Activity: One of you will share your screen. Each of you read the text. You can take turns to read aloud or read silently on your own. You decide. Pause, briefly to share your answers to the questions in the green boxes. You should try to do this activity in about 10 minutes.
Setting up for success
As a tutor, it is more important to understand how a person reads rather than how well a person reads!Basic Tutor Training, Kate Strickland
When a tutor and learner are doing a reading activity, it is important to think about:
- Who will be reading?
- Do we both need to see the same text?
- Do we both need to hear each other?
- Do we both need to see each other?
- Do either of us need to take notes or ‘write’?
Making sure you both have a copy of the text
When you have chosen a text for you or your learner to read, you need to decide who needs to be able to see the text. In a remote tutoring session, you will encounter one of the following challenges as you try to share a text with your learner – or your learner tries to share a text with you.
- you both have a physical copy of the text
- only one of you has a physical copy of the text
- the text is online
- the text is a document on your computer (or on your learner’s computer)
Question: Are these challenges familiar to you? How have you handled these situations?
Making sure you can hear each other
You need to be able to hear each other read clearly, without interruptions and at a good volume. Here are some practical tips before you start:
- test your audio settings before your session starts
- ask your learner to test their audio settings before you start
- wear a headset
- check the settings in Zoom or What’s App or Facetime – can you opt for ‘noise reduction’?
Question: How many of these audio checks do you do?
Making sure you can see each other
Remember, it’s really important to see how your learner reads – not only hear how well they read. Equally, your learner can learn a lot from seeing how you read. Here are some things you can watch out for when someone is reading:
- eye movement as they read – are they following the words or jumping from one place to another
- use of their finger or a bookmark as they read to follow where they are in the text
- see when they pause and look back at text they have already read
- position of the text from their eyes – are they able to see the text well
Positioning your devise camera so that you can see each other when reading is a really useful tool during a reading activity.
Question: Look at each photo collage below. Which student is in a good position for a reading activity?
Question: Are any of these familiar to you and your learner?
Setting up devices so that we can see each other can be a real challenge! For some of these situations, the solution is as simple as positioning the device that you and your learner are using in a better position.
In some cases, you might need to be more creative. To better position a phone or tablet during a session, you can make a stand from simple household items like a bulldog clip and an elastic band, or a piece of card. (I will share a couple of videos on how to do this that you can watch at the end of the session).
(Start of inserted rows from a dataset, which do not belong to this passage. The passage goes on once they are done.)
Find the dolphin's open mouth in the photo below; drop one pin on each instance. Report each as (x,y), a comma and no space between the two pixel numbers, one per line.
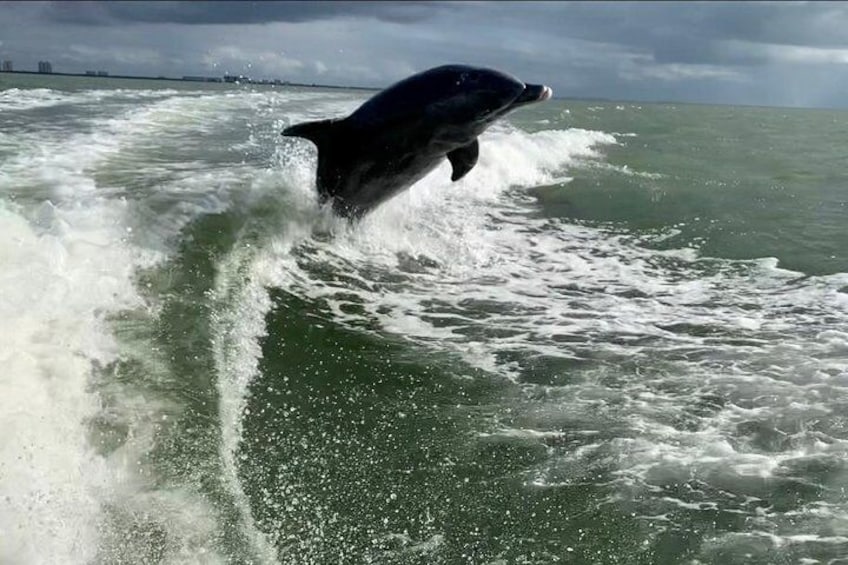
(533,93)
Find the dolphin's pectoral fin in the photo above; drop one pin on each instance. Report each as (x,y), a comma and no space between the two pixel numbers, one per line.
(463,159)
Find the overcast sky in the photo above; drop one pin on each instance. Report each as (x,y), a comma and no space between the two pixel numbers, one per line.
(766,53)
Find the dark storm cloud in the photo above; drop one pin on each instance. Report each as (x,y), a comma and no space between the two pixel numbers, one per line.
(235,12)
(793,53)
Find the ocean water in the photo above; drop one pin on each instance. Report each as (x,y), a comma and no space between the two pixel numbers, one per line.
(622,338)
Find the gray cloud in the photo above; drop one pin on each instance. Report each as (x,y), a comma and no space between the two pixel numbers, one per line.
(791,53)
(234,12)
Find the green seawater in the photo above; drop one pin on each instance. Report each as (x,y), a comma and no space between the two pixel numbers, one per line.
(622,338)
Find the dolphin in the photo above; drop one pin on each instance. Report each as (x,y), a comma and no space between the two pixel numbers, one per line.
(403,132)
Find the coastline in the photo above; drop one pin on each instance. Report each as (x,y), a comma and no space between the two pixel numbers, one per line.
(193,80)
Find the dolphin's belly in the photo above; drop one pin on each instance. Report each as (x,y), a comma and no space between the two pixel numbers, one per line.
(371,182)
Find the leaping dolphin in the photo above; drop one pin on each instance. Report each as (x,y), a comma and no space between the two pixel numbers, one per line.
(403,132)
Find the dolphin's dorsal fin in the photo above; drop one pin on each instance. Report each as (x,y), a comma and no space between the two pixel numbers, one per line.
(320,133)
(328,136)
(463,159)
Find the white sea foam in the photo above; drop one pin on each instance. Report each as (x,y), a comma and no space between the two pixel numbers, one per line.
(58,282)
(69,254)
(714,350)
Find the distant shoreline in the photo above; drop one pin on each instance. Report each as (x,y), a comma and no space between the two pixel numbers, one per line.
(201,80)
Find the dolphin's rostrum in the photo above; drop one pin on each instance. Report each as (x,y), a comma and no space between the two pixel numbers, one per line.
(403,132)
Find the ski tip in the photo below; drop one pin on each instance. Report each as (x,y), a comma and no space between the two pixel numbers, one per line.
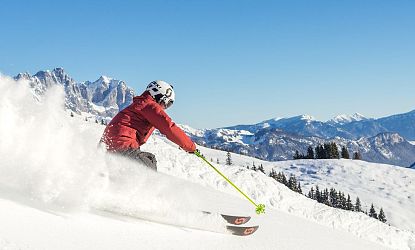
(242,231)
(236,220)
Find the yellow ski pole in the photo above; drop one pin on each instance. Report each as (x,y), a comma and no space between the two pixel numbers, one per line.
(259,208)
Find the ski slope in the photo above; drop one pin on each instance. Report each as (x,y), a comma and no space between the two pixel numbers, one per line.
(58,190)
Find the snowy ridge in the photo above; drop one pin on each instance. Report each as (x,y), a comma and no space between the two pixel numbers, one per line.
(60,179)
(274,139)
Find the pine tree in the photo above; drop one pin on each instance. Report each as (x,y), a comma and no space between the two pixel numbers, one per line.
(228,158)
(296,155)
(320,153)
(310,152)
(334,151)
(357,156)
(292,183)
(311,194)
(343,201)
(358,205)
(345,153)
(382,216)
(261,168)
(333,197)
(349,205)
(327,151)
(372,212)
(326,197)
(282,179)
(318,194)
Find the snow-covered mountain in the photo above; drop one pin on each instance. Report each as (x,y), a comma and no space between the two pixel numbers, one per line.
(59,191)
(276,144)
(274,139)
(104,97)
(343,119)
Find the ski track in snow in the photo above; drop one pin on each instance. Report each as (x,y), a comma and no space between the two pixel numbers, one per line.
(58,184)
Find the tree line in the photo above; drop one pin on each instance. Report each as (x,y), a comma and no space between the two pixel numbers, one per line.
(326,151)
(103,122)
(332,197)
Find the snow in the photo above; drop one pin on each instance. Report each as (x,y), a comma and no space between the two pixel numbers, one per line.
(343,119)
(58,190)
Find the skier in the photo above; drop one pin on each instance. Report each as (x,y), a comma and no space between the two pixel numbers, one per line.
(131,127)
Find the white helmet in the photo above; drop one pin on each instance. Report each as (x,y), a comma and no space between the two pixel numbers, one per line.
(162,92)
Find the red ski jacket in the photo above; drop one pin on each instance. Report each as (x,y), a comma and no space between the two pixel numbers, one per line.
(131,127)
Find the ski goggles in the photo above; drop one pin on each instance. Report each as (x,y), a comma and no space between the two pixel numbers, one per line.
(168,104)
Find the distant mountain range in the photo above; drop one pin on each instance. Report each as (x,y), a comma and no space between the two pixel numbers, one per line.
(104,97)
(383,140)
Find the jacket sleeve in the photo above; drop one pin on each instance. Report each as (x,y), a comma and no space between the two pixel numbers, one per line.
(160,120)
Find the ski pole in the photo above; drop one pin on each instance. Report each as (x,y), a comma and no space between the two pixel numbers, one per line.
(259,209)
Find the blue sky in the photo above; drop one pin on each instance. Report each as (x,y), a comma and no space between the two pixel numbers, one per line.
(231,62)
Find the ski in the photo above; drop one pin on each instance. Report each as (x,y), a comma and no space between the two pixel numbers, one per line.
(236,220)
(242,231)
(233,219)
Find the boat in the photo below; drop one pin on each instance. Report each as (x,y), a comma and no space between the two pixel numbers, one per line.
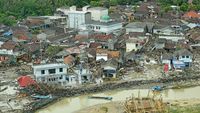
(42,96)
(156,88)
(97,97)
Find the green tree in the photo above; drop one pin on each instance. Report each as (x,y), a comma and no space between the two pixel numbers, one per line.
(184,7)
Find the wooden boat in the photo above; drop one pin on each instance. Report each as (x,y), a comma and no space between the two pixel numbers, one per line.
(97,97)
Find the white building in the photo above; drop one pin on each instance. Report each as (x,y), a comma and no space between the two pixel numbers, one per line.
(53,74)
(133,44)
(102,27)
(78,18)
(170,33)
(140,27)
(98,12)
(101,56)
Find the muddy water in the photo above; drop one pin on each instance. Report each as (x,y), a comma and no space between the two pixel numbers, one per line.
(69,105)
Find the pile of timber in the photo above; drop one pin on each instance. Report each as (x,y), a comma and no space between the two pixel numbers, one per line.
(144,105)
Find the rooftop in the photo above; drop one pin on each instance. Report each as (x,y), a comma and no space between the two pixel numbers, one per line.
(43,66)
(97,8)
(103,23)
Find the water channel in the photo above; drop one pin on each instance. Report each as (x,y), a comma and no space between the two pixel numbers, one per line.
(70,105)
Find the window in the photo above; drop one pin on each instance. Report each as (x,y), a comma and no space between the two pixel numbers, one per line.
(61,70)
(52,71)
(42,71)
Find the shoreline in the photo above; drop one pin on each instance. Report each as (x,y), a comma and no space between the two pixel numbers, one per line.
(134,84)
(112,106)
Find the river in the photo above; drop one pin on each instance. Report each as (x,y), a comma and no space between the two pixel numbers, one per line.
(70,105)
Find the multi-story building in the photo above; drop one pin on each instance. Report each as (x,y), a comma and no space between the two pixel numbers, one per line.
(53,74)
(97,13)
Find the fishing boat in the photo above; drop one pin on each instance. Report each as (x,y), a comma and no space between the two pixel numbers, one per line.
(41,96)
(97,97)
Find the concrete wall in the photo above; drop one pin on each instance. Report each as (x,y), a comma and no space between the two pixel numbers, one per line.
(173,38)
(97,14)
(76,19)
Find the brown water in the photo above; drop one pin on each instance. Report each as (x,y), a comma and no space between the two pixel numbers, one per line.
(69,105)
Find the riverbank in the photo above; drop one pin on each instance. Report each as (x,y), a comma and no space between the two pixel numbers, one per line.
(135,84)
(175,106)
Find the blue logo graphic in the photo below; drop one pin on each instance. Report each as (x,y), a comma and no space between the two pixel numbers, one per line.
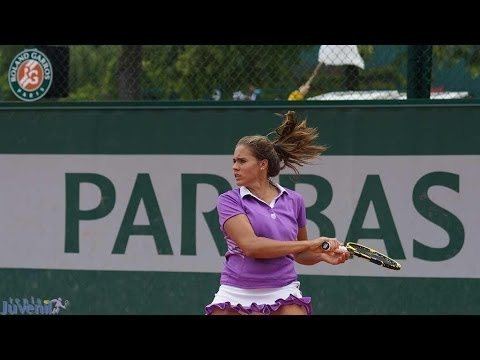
(33,306)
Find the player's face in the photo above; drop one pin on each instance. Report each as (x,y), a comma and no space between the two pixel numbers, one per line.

Question: Have you or your learner come up with ways to set up devices so that you can see each other more clearly during a reading activity?
You can also play with your video display settings in Apps like Zoom, during the reading activity.
Did you know, it is possible to share text on a screen, hide the view of you, but keep the view of your learner when you are working on Zoom? To do this on a laptop, while screen sharing choose the ‘pin’ the video of your learner by using the triple dot ‘. . .‘ menu that you can see on your learner’s video feed.
On tablet/iPad or smartphone, there are also ways to change who the talking head is while you’re screen sharing. Look for the ‘+’ and ‘-‘ icons on the top corners of the video feed boxes in your view.